Numbers continue to dominate our lives. They are very beautiful and have enabled us to achieve incredible things. But they also pose a danger. There is a saying in wellbeing: If you treasure it, you will measure it. And yet, the very things most people profess to value above all things – love, honesty, kindness, trust – are almost beyond measurement and, in trying to measure them, we lose something. When we turn things into simple numbers, we should take care to recognise the limits on this. As a History teacher, I have a deep resentment to the notion of turning people into numbers. 

I've just started dipping into Maggie Dent's new book, From Boys to Men. Early on, she writes that wisdom – true wisdom – cannot be measured by grades or assessments. Later in the book, she writes that every child is born with their own unique gifts and challenges. It is such a simple yet powerful thing to keep in mind. Helping young people to recognise their gifts and develop them, and giving them the confidence to tackle and overcome those challenges is our primary goal. Each of us should be signposts and lighthouses for them. Dent incisively observes that a lot of boys are worried about wasting their lives; it is a fear that is hard for them to verbalise. Having honest, open, respectful and regular conversations with them (when you are next to them, rather than across the table from them) is the best way to deal with this and many other issues. Another point I was very glad to read was her encouragement of activities that are meditative by their nature. Stillness and quiet are often the missing ingredients in good decision-making, for us as much as for our boys!

Transitions in School

Transitions are often marked by celebration. There is joy and sadness, and looking forward and reminiscing, and there is movement and noise. But effective transitions also require stillness and some quiet, or at least being removed from our normal environment for a short while. Gratitude can flow into this space, and we can also resolve to make the most of what lies ahead. Sometimes in our efforts to prepare boys for the next phase of their lives, I think we take a little too much of the risk and excitement out of it. It is nice to know what is coming so that we can prepare for it, but life is not always like that. We are tested when the unexpected happens; we face our fears when we begin a new undertaking or enter a field for the first time. I am not suggesting that we should push them out the door and say, "Off you go!" without any assistance. We should make sure they have three things:

  • A support toolkit (containing the skills to look after themselves and care for others)
  • A map (which contains a strong sense of where they have come from and a clear picture of the possible directions they might take, but not necessarily a final destination)
  • A compass (a set of values which will guide them)

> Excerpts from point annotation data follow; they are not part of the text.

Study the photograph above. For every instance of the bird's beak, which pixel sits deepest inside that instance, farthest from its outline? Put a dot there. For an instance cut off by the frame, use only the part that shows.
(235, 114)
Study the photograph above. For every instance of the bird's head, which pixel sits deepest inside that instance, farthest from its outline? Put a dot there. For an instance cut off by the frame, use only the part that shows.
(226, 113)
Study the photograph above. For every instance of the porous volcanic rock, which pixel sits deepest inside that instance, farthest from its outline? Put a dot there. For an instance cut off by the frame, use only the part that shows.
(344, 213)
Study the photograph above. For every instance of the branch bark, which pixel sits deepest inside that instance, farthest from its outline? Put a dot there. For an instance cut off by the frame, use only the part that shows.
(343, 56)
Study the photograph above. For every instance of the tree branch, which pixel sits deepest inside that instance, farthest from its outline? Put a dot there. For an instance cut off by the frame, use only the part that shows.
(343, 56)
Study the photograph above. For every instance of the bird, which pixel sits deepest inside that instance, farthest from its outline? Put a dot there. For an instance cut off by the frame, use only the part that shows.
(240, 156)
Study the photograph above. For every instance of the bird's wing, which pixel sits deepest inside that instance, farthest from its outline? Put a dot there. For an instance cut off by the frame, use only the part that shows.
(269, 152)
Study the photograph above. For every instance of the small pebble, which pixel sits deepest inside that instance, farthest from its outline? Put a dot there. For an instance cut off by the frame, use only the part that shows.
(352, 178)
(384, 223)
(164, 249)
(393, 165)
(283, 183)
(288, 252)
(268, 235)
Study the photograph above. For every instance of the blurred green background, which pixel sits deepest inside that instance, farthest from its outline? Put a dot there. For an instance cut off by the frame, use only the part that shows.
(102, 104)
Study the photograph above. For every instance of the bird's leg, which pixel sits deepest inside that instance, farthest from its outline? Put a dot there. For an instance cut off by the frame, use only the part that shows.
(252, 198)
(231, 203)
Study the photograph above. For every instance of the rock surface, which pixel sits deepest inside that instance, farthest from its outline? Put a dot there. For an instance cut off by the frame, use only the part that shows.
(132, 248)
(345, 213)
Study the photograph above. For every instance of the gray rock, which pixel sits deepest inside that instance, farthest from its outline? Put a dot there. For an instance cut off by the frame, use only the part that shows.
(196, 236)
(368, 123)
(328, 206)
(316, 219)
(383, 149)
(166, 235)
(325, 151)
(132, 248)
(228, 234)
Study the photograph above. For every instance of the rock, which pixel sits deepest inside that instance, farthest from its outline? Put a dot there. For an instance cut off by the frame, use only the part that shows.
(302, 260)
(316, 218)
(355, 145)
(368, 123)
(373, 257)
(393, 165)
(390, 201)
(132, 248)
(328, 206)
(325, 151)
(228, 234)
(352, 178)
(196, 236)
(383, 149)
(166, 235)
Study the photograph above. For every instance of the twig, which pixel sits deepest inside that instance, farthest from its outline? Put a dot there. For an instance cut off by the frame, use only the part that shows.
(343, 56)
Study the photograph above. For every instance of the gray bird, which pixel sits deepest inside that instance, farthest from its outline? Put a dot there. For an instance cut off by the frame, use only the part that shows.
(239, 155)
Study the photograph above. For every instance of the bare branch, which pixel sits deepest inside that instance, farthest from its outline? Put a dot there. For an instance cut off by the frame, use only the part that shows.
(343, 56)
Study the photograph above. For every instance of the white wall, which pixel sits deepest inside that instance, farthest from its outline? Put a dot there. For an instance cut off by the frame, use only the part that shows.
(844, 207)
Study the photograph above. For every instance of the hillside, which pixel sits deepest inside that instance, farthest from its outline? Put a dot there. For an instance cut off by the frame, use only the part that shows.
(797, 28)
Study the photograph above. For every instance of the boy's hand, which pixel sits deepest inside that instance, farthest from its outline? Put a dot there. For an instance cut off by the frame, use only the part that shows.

These are not things we can give them on the morning of them undertaking their new adventure. These are things which must be developed over time, and which involve deep conversations and input from a variety of people. Sometimes, though, these will still not be enough. They will fail or get lost. As long as they know how to use their toolkit, map and compass, they will hopefully be able to find their way onto a pathway that is good for them. There is a satisfaction in owning our own progress and there is great joy in discovering for oneself; we should not rob our boys of either of these. 

Year 2 and 12 Gatherings

One small way in which we try to provide Year 12s with an opportunity to reflect on how far they have come is through the Year 2 and 12 gatherings. We had the last of these for our leaving Year 12s after March Out; it was one final opportunity to see how much they have grown and to briefly put aside the new world that awaits them as they spend time with their Year 2 buddies. It gives the younger boys something to aspire to. And in a couple of weeks, we will begin again with the new Year 12s (the leaving class of 2021) and our current Year 1s. 

SchoolTV

This month's online edition of this parenting webpage deals with the topic of raising boys . I found the articles at the bottom of most interest, particularly  Twelve Tips for Parenting Boys  and  Communicating with Teenage Boys . There is also a Maggie Dent article, on  Understanding, Nurturing and Connecting , which is worth a read.